No, here is an explanation of this part of code:
This code is from original bitcoin:
https://github.com/bitcoin/bitcoin/blob/master/src/rpc/mining.cpp.
while (max_tries > 0 && block.nNonce < std::numeric_limits<uint32_t>::max() && !CheckProofOfWork(block.GetHash(), block.nBits, chainman.GetConsensus()) && !chainman.m_interrupt) {
++block.nNonce;
--max_tries;
}
(what it does is iterate on once to find a nonce that satisfies the PoW, this takes exponential time obviously since it's brute forcing on nonce space)
This is the code in my fork (robocoin) that replaces the PoW:
uint256 seed = block.GetHash();
TensHashContext* ctx = tens_hash_init(seed.begin());
if (!ctx) {
return false;
}
while (max_tries > 0 && block.nNonce < std::numeric_limits<uint32_t>::max() &&
!CheckProofOfWork(block.GetPoWHashPrecomputed(ctx), block.nBits, chainman.GetConsensus()) &&
!chainman.m_interrupt) {
++block.nNonce;
--max_tries;
}
The only difference in that part of code is that it calls tens_hash_init before the loop, because this is needed to initialize the random ternary matrices used during the PoW. (would not be efficient to allocate and initialize them in the PoW loop).
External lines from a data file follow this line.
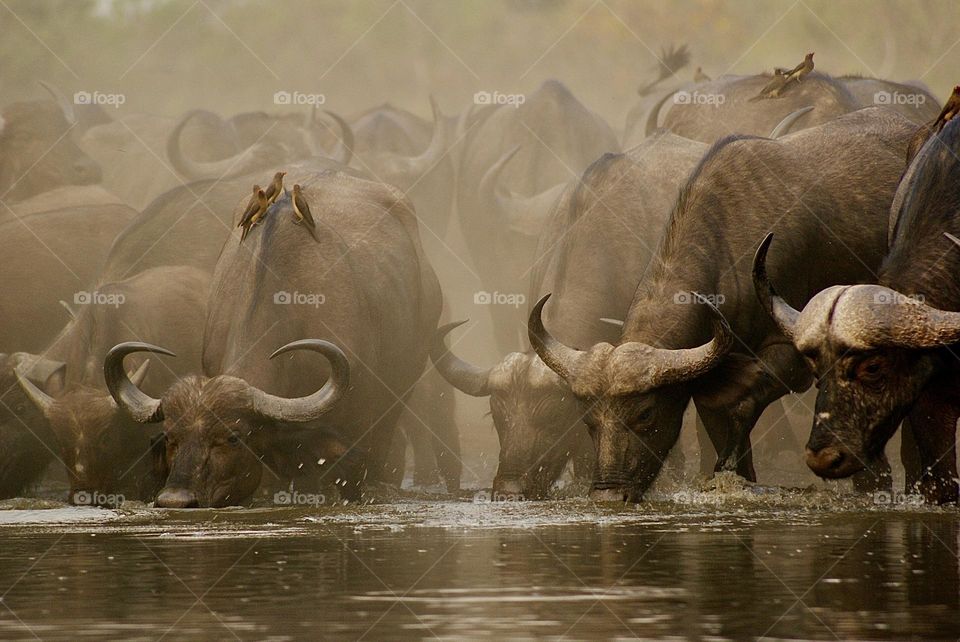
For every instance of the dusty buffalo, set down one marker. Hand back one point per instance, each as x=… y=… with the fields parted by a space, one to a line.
x=886 y=353
x=37 y=153
x=106 y=454
x=265 y=141
x=710 y=110
x=48 y=257
x=828 y=186
x=515 y=162
x=364 y=284
x=600 y=235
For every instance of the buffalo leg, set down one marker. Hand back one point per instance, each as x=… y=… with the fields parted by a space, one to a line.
x=909 y=456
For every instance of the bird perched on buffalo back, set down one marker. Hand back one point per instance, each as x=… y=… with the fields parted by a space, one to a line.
x=276 y=186
x=301 y=211
x=802 y=69
x=253 y=216
x=950 y=109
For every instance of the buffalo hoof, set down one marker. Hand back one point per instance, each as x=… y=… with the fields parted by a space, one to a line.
x=832 y=462
x=176 y=498
x=938 y=491
x=619 y=495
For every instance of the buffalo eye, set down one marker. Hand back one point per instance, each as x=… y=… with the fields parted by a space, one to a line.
x=644 y=416
x=870 y=370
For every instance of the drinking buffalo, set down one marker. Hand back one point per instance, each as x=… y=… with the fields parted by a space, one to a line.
x=828 y=186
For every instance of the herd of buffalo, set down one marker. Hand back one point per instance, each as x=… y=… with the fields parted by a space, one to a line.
x=171 y=339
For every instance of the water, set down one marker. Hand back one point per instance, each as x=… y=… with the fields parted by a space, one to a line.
x=727 y=564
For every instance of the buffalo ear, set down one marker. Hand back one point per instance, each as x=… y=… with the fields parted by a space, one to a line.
x=730 y=381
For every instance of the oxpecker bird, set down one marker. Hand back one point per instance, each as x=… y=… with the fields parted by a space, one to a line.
x=802 y=69
x=255 y=215
x=301 y=210
x=950 y=109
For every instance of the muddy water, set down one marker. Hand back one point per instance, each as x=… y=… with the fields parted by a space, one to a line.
x=716 y=564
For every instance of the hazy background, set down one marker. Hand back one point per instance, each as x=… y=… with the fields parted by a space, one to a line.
x=228 y=56
x=231 y=55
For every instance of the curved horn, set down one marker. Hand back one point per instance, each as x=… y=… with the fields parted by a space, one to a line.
x=561 y=359
x=779 y=310
x=65 y=106
x=40 y=399
x=343 y=154
x=312 y=406
x=783 y=127
x=654 y=116
x=141 y=406
x=193 y=170
x=643 y=367
x=523 y=214
x=462 y=375
x=424 y=162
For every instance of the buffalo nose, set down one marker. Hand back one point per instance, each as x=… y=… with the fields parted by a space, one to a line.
x=610 y=495
x=825 y=461
x=176 y=498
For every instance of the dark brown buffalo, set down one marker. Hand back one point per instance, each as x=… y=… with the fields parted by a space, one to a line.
x=514 y=163
x=365 y=284
x=37 y=152
x=886 y=353
x=602 y=232
x=27 y=445
x=828 y=187
x=710 y=110
x=106 y=454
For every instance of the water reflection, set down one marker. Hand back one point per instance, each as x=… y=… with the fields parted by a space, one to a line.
x=554 y=569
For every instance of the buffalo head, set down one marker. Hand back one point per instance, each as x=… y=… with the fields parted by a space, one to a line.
x=105 y=453
x=872 y=349
x=633 y=396
x=538 y=420
x=216 y=430
x=38 y=152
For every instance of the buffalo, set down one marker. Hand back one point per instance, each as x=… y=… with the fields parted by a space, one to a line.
x=621 y=204
x=514 y=163
x=884 y=353
x=836 y=179
x=105 y=453
x=38 y=151
x=363 y=283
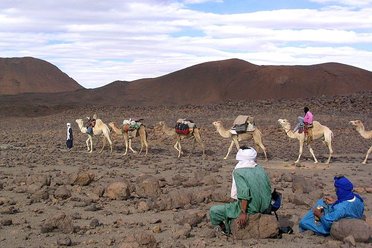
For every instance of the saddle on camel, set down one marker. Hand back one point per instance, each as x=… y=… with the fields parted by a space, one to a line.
x=242 y=124
x=131 y=126
x=184 y=126
x=90 y=124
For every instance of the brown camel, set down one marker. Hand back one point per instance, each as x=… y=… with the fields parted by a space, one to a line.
x=129 y=135
x=359 y=127
x=319 y=131
x=195 y=135
x=99 y=129
x=256 y=135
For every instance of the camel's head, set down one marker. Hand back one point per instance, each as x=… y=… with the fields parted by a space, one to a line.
x=79 y=122
x=217 y=124
x=284 y=123
x=356 y=123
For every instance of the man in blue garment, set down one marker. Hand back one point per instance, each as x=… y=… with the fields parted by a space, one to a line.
x=325 y=212
x=250 y=191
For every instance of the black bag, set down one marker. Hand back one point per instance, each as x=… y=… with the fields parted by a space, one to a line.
x=242 y=128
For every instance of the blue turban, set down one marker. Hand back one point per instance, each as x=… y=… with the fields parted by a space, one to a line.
x=344 y=189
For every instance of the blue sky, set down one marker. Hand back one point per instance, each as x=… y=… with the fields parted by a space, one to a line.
x=98 y=42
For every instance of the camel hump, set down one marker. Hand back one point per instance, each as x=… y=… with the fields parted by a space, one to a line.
x=99 y=122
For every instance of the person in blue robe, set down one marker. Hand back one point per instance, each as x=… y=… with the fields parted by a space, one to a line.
x=328 y=210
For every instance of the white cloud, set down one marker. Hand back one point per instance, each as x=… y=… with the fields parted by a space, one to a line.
x=358 y=3
x=97 y=42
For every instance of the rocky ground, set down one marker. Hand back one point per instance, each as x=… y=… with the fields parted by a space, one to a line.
x=52 y=197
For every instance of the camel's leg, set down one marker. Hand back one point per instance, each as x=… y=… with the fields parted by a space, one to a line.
x=177 y=146
x=300 y=151
x=126 y=143
x=229 y=150
x=104 y=143
x=312 y=153
x=87 y=142
x=329 y=144
x=368 y=152
x=145 y=143
x=141 y=145
x=197 y=138
x=110 y=142
x=258 y=143
x=130 y=146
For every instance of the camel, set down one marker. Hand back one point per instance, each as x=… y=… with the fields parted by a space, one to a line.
x=195 y=135
x=256 y=135
x=129 y=135
x=319 y=131
x=99 y=129
x=359 y=127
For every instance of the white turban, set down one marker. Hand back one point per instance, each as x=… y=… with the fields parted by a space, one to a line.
x=247 y=159
x=249 y=154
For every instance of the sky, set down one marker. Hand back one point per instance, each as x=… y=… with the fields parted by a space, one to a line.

This is also exponential same as in btc, bc also bruteforcing nonces in same way. Difference is that the forward pass is neural network inference (rounds of ternary matmults), instead of rounds of sha.
Cpu implementation of the hash used in pow loop is here:
https://github.com/nf-dj/robocoin/blob/main/src/crypto/tens_pow/tens_hash.cppAlso note that this part is just to make bitcoind able to mine (so can mine with bitcoin-cli etc), but this miner implementation is not efficient because only using cpu.
Also implemented some optimized miners using gpu and npu here:
https://github.com/nf-dj/robocoin/blob/main/test_pow/pow_coreml.pyhttps://github.com/nf-dj/robocoin/blob/main/test_pow/pow_pytorch.pyThese implementations use coreml and pytorch respectively to mine much faster (since bottleneck is neural net inference) and connect to node using rpc.
The coreml version is needed to make use of ANE (apple neural engine) on macs, since pytorch only supports gpu/metal.
Hope this helps to clarify why the code in GenerateBlock is exponential, just as it is in the btc case.